Now let's check that if $$Z$$ is generically non-reduced, there exists such a $$C$$. To do this, work locally near the generic point of $$Z$$, so that the radical just becomes the maximal ideal at this point. Since $$Z$$ is not reduced, the map from the ideal of $$Z$$ to the Zariski cotangent space at the generic point (i.e. generators of this maximal ideal) is not surjective, so there exists a nonzero vector in the Zariski tangent space which is perpendicular to the image of the ideal of $$Z$$.

Pick a smooth curve $$C$$ whose tangent vector is that nonzero vector. The pullback of the maximal ideal to $$C$$ will have multiplicity $$1$$ while the pullback of $$I_Z$$ will have multiplicity $$>1$$, so they will be distinct.

However, this approach (showing equality between $$\mathcal I_Z$$ and $$\sqrt{\mathcal I_Z}$$) will not work in general. Let $$Z$$ be the vanishing locus of $$x_1 x_3, x_2 x_4, (x_1 x_2 - x_2 x_3), (x_2 x_3 - x_3 x_4), (x_3 x_4 - x_1 x_4)$$

as well as $$x_i x_j x_k$$ for all triples $$i,j,k$$, not all equal. The point is that the induced reduced subscheme of $$Z$$ is the vanishing locus of $$x_1x_2,x_1x_3,x_1x_4, x_2x_3,x_2x_4, x_3,x_4$$ and $$Z$$ differs from this by an embedded point.
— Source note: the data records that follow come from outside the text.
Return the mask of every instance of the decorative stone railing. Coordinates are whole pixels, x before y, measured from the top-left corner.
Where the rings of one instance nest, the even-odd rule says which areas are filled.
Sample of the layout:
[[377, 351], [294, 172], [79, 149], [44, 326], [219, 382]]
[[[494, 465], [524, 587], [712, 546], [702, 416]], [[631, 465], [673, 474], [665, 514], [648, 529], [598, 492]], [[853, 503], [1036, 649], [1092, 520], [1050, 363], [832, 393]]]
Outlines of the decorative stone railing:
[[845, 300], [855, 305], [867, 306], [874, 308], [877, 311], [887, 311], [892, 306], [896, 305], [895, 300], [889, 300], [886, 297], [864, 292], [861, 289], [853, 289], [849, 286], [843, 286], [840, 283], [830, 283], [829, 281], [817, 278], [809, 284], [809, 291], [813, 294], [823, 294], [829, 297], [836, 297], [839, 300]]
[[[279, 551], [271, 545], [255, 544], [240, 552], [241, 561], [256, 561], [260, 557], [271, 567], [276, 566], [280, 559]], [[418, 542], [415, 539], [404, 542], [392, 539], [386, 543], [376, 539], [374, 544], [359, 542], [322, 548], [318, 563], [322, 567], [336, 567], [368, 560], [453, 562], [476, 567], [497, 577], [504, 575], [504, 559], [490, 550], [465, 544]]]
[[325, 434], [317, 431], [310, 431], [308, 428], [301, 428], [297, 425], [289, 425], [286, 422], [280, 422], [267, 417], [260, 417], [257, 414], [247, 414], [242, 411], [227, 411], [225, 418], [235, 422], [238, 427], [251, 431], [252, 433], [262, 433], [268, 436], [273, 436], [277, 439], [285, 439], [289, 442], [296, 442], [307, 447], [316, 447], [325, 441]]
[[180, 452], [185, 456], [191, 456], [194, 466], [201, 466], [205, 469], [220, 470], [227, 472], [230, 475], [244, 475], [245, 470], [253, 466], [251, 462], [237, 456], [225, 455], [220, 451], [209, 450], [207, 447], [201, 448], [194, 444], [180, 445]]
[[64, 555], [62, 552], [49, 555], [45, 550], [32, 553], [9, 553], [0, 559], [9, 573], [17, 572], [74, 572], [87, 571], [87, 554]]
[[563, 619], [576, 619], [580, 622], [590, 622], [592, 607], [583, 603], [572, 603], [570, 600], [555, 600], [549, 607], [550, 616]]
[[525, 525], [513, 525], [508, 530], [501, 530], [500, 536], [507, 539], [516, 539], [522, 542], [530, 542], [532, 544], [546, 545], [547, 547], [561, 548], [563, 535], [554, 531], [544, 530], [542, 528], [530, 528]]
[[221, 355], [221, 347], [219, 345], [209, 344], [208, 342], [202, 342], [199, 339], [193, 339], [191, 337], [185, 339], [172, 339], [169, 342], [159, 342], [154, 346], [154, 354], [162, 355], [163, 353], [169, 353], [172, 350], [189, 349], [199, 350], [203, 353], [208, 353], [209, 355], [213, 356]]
I claim the pullback of $$Z$$ and its induced reduced subscheme to the blowup of $$\mathbb A^4$$ at $$0$$ are equal (but neither is reduced since they each contain a double neighborhood of the exception divisor).

In a typical affine chart $$x_1 =a_1 z, x_2 =a_2 z, x_3 =a_3 z, x_4 = z$$, the pullback of the induced reduced is the vanishing locus of $$z^2 (a_1,a_2,a_3)$$ and the pullback of $$Z$$ is the vanishing locus of $$z^2 (a_1a_3, a_2, (a_1a_2-a_2a_3), (a_2a_3 - a_3), (a_3 - a_1))$$ which equals $$z^2(a_1,a_2,a_3)$$ since we can cancel $$a_2a_3$$ with $$a_2$$ and get $$a_3$$ then cancel $$a_3$$ and get $$a_1$$.

By the symmetry rotating the four variables, all the affine charts look like this, so the pullbacks are equal as ideal sheaves.